$\approx$
### Theorem
The Chain Rule If $f(u)$ is differentiable at the point $u=g(x)$ and $g(x)$ is differentiable at $x$, then the composite function $(f \circ g)(x)=f(g(x))$ is differentiable at $x$, and
$
(f \circ g)^{\prime}(x)=f^{\prime}(g(x)) \cdot g^{\prime}(x)
$
In Leibniz's notation, if $y=f(u)$ and $u=g(x)$, then
$
\frac{d y}{d x}=\frac{d y}{d u} \cdot \frac{d u}{d x}
$
##### Alternate Notation
$\begin{aligned} \frac{d y}{d x} &=f^{\prime}(g(x)) \cdot g^{\prime}(x) \\ \frac{d}{d x} f(u) &=f^{\prime}(u) \frac{d u}{d x} \end{aligned}$
#### Proof
$\Delta u=g(x+\Delta x)-g(x)\neq0$
$\Delta y=f(u+\Delta u)-f(u)$
$
\begin{aligned}
\frac{\Delta y}{\Delta x}&=\frac{\Delta y}{\Delta u} \cdot \frac{\Delta u}{\Delta x}\\
&=\lim _{\Delta x \rightarrow 0} \frac{\Delta y}{\Delta x} \\
\frac{d y}{d x} &=\lim _{\Delta x \rightarrow 0} \frac{\Delta y}{\Delta u} \cdot \frac{\Delta u}{\Delta x} \\
&=\lim _{\Delta x \rightarrow 0} \frac{\Delta y}{\Delta u} \cdot \lim _{\Delta x \rightarrow 0} \frac{\Delta u}{\Delta x} \\
&=\lim _{\Delta u \rightarrow 0} \frac{\Delta y}{\Delta u} \cdot \lim _{\Delta x \rightarrow 0} \frac{\Delta u}{\Delta x} \\ &=\frac{d y}{d u} \cdot \frac{d u}{d x} \end{aligned}$
---
Given $y=f(u)$ and $u=g(x)$ and everything is nice and differentiable. $\Delta x$ is a increment that $\Delta u$ and $\Delta y$ correspond to.
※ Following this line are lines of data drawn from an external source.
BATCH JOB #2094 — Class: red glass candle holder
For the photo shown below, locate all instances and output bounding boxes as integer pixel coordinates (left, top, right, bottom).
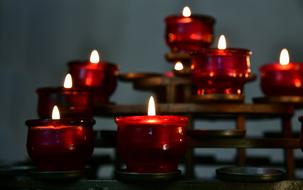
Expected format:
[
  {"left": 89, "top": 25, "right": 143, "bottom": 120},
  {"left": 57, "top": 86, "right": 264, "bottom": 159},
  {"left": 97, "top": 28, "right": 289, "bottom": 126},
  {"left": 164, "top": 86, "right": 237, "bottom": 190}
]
[
  {"left": 26, "top": 118, "right": 95, "bottom": 171},
  {"left": 260, "top": 63, "right": 303, "bottom": 96},
  {"left": 37, "top": 87, "right": 93, "bottom": 119},
  {"left": 115, "top": 116, "right": 188, "bottom": 173},
  {"left": 165, "top": 15, "right": 215, "bottom": 53},
  {"left": 191, "top": 48, "right": 252, "bottom": 95},
  {"left": 68, "top": 61, "right": 119, "bottom": 104}
]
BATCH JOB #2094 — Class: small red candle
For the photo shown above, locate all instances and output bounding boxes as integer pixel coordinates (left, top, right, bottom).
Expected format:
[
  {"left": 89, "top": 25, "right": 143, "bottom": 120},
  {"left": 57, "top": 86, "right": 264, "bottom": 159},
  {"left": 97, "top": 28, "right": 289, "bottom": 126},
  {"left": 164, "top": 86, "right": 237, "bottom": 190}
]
[
  {"left": 26, "top": 106, "right": 95, "bottom": 171},
  {"left": 115, "top": 96, "right": 189, "bottom": 173},
  {"left": 165, "top": 6, "right": 215, "bottom": 53},
  {"left": 37, "top": 74, "right": 93, "bottom": 118},
  {"left": 260, "top": 49, "right": 303, "bottom": 96},
  {"left": 68, "top": 50, "right": 119, "bottom": 104},
  {"left": 191, "top": 35, "right": 252, "bottom": 95}
]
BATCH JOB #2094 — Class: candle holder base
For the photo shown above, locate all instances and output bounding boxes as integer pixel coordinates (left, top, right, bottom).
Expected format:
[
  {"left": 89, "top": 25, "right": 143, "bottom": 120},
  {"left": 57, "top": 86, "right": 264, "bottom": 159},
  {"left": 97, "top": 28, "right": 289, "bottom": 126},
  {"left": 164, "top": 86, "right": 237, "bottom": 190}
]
[
  {"left": 30, "top": 170, "right": 83, "bottom": 182},
  {"left": 165, "top": 52, "right": 192, "bottom": 63},
  {"left": 115, "top": 170, "right": 181, "bottom": 182},
  {"left": 0, "top": 164, "right": 34, "bottom": 178},
  {"left": 192, "top": 94, "right": 244, "bottom": 103},
  {"left": 119, "top": 72, "right": 162, "bottom": 82},
  {"left": 216, "top": 166, "right": 286, "bottom": 182},
  {"left": 187, "top": 129, "right": 246, "bottom": 139},
  {"left": 253, "top": 96, "right": 303, "bottom": 108},
  {"left": 120, "top": 72, "right": 192, "bottom": 103}
]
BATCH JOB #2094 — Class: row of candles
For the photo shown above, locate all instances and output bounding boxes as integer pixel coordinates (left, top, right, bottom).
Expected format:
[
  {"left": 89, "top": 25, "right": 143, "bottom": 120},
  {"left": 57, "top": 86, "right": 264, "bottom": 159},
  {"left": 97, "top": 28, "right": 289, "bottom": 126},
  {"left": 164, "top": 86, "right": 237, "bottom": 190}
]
[
  {"left": 25, "top": 6, "right": 303, "bottom": 174},
  {"left": 27, "top": 97, "right": 188, "bottom": 173}
]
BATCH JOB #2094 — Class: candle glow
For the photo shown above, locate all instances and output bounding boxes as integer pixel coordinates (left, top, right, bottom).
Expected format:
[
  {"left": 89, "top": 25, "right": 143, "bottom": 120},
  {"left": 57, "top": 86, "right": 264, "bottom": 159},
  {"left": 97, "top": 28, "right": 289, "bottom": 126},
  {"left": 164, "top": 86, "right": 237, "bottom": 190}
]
[
  {"left": 279, "top": 48, "right": 289, "bottom": 66},
  {"left": 182, "top": 6, "right": 191, "bottom": 17},
  {"left": 90, "top": 50, "right": 100, "bottom": 64},
  {"left": 174, "top": 61, "right": 184, "bottom": 71},
  {"left": 63, "top": 74, "right": 73, "bottom": 88},
  {"left": 218, "top": 35, "right": 227, "bottom": 50},
  {"left": 52, "top": 105, "right": 60, "bottom": 120},
  {"left": 147, "top": 96, "right": 156, "bottom": 116}
]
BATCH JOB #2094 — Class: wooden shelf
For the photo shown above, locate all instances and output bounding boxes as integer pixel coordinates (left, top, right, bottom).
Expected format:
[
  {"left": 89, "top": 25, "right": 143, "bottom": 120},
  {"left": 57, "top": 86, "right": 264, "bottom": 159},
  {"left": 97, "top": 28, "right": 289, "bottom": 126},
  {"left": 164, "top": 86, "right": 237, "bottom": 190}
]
[
  {"left": 94, "top": 130, "right": 300, "bottom": 149},
  {"left": 94, "top": 103, "right": 294, "bottom": 118},
  {"left": 5, "top": 179, "right": 303, "bottom": 190}
]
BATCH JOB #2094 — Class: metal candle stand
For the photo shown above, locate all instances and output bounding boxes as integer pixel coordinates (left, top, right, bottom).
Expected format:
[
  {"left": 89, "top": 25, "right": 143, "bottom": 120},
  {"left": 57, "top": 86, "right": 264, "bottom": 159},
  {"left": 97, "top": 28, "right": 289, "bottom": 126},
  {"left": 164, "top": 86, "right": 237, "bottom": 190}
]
[
  {"left": 2, "top": 56, "right": 303, "bottom": 189},
  {"left": 92, "top": 53, "right": 300, "bottom": 180}
]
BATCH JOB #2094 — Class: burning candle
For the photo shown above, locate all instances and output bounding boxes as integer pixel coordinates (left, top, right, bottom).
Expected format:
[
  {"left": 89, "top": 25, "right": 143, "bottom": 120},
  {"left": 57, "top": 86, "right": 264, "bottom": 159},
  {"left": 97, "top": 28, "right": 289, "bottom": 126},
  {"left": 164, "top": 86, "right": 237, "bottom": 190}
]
[
  {"left": 165, "top": 6, "right": 215, "bottom": 53},
  {"left": 173, "top": 61, "right": 191, "bottom": 76},
  {"left": 191, "top": 35, "right": 252, "bottom": 95},
  {"left": 37, "top": 74, "right": 93, "bottom": 118},
  {"left": 174, "top": 61, "right": 184, "bottom": 71},
  {"left": 115, "top": 96, "right": 189, "bottom": 173},
  {"left": 26, "top": 106, "right": 95, "bottom": 171},
  {"left": 68, "top": 50, "right": 119, "bottom": 104},
  {"left": 260, "top": 49, "right": 303, "bottom": 96}
]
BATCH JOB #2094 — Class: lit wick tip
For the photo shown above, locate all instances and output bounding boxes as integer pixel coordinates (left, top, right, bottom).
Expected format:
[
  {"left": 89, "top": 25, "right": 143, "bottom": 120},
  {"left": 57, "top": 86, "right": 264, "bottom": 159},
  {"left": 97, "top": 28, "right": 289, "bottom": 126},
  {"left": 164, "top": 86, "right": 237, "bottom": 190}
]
[
  {"left": 147, "top": 96, "right": 156, "bottom": 116},
  {"left": 90, "top": 50, "right": 100, "bottom": 64},
  {"left": 174, "top": 61, "right": 184, "bottom": 71},
  {"left": 52, "top": 105, "right": 60, "bottom": 120},
  {"left": 279, "top": 48, "right": 289, "bottom": 66},
  {"left": 218, "top": 35, "right": 227, "bottom": 50},
  {"left": 182, "top": 6, "right": 191, "bottom": 17},
  {"left": 63, "top": 73, "right": 73, "bottom": 88}
]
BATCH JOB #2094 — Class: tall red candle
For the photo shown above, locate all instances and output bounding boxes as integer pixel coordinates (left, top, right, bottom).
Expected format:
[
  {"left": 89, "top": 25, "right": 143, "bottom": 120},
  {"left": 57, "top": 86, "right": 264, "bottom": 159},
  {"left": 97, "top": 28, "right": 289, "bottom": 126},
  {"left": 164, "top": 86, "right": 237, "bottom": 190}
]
[
  {"left": 37, "top": 74, "right": 93, "bottom": 118},
  {"left": 165, "top": 6, "right": 215, "bottom": 53},
  {"left": 260, "top": 49, "right": 303, "bottom": 96},
  {"left": 115, "top": 97, "right": 189, "bottom": 173},
  {"left": 68, "top": 50, "right": 119, "bottom": 104},
  {"left": 191, "top": 35, "right": 252, "bottom": 95},
  {"left": 26, "top": 106, "right": 95, "bottom": 171}
]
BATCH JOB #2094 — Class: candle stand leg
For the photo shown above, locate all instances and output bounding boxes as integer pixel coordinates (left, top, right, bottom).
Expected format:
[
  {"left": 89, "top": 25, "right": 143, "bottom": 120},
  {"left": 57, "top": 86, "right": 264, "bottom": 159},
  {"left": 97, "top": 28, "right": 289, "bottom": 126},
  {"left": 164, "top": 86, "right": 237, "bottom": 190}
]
[
  {"left": 115, "top": 149, "right": 123, "bottom": 174},
  {"left": 185, "top": 116, "right": 194, "bottom": 179},
  {"left": 184, "top": 85, "right": 192, "bottom": 102},
  {"left": 236, "top": 115, "right": 246, "bottom": 166},
  {"left": 281, "top": 116, "right": 295, "bottom": 179},
  {"left": 165, "top": 84, "right": 176, "bottom": 103}
]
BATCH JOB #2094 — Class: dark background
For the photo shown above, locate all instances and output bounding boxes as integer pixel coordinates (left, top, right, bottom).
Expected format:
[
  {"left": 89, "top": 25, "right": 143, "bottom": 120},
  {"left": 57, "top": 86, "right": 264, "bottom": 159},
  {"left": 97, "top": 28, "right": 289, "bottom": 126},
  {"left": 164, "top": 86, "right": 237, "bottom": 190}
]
[{"left": 1, "top": 0, "right": 303, "bottom": 177}]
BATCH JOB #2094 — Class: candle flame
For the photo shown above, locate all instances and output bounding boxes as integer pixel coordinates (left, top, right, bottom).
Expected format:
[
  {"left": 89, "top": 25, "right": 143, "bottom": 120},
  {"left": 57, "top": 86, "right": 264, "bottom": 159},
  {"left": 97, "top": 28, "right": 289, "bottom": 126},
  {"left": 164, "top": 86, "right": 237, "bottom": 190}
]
[
  {"left": 63, "top": 73, "right": 73, "bottom": 88},
  {"left": 90, "top": 50, "right": 100, "bottom": 64},
  {"left": 147, "top": 96, "right": 156, "bottom": 116},
  {"left": 182, "top": 6, "right": 191, "bottom": 17},
  {"left": 218, "top": 35, "right": 227, "bottom": 50},
  {"left": 52, "top": 105, "right": 60, "bottom": 120},
  {"left": 279, "top": 48, "right": 289, "bottom": 66},
  {"left": 174, "top": 61, "right": 184, "bottom": 71}
]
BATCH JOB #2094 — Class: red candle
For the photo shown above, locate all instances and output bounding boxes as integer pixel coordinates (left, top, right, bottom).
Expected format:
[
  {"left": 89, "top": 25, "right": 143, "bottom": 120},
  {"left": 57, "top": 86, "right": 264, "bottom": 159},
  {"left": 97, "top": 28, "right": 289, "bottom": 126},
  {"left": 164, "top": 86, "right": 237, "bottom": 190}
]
[
  {"left": 26, "top": 106, "right": 95, "bottom": 171},
  {"left": 165, "top": 6, "right": 215, "bottom": 53},
  {"left": 37, "top": 74, "right": 93, "bottom": 118},
  {"left": 115, "top": 96, "right": 189, "bottom": 173},
  {"left": 68, "top": 50, "right": 119, "bottom": 104},
  {"left": 191, "top": 35, "right": 252, "bottom": 95},
  {"left": 260, "top": 49, "right": 303, "bottom": 96}
]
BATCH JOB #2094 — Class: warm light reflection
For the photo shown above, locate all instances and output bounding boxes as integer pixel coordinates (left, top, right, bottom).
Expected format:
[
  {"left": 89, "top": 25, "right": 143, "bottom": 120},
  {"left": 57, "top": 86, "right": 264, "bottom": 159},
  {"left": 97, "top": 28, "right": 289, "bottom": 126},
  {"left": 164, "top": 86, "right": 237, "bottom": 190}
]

Using [[Change in y near x=a]]
$
\Delta u=g^{\prime}\left(x_{0}\right) \Delta x+\epsilon_{1} \Delta x=\left(g^{\prime}\left(x_{0}\right)+\epsilon_{1}\right) \Delta x
$
where $\epsilon_{1} \rightarrow 0$ as $\Delta x \rightarrow 0 .$ Similarly,
$
\Delta y=f^{\prime}\left(u_{0}\right) \Delta u+\epsilon_{2} \Delta u=\left(f^{\prime}\left(u_{0}\right)+\epsilon_{2}\right) \Delta u
$
where $\epsilon_{2} \rightarrow 0$ as $\Delta u \rightarrow 0 .$ Notice also that $\Delta u \rightarrow 0$ as $\Delta x \rightarrow 0 .$ Substituting $\Delta u=\left(g^{\prime}\left(x_{0}\right)+\epsilon_{1}\right) \Delta x$ into the equation for $\Delta y$ gives
$
\Delta{y}=\left(f^{\prime}\left(u_{0}\right)+\epsilon_{2}\right)\left(g^{\prime}\left(x_{0}\right)+\epsilon_{1}\right) \Delta x
$
so, by expanding the binomials, and dividing by $\Delta x$
$\frac{\Delta y}{\Delta x}=f^{\prime}\left(u_{0}\right) g^{\prime}\left(x_{0}\right)+\epsilon_{2} g^{\prime}\left(x_{0}\right)+f^{\prime}\left(u_{0}\right) \epsilon_{1}+\epsilon_{2} \epsilon_{1}$
All the terms with $\epsilon$ will approach 0
$\left.\frac{d y}{d x}\right|_{x=x_{0}}=\lim _{\Delta x \rightarrow 0} \frac{\Delta y}{\Delta x}=f^{\prime}\left(u_{0}\right) g^{\prime}\left(x_{0}\right)=f^{\prime}\left(g\left(x_{0}\right)\right) \cdot g^{\prime}\left(x_{0}\right)$
## Notes
When a function is a composition of more than two functions, the chain rule may need to be applied more than once. To recognize anything other than elementary anti-derivatives, it is necessary to understand the chain rule.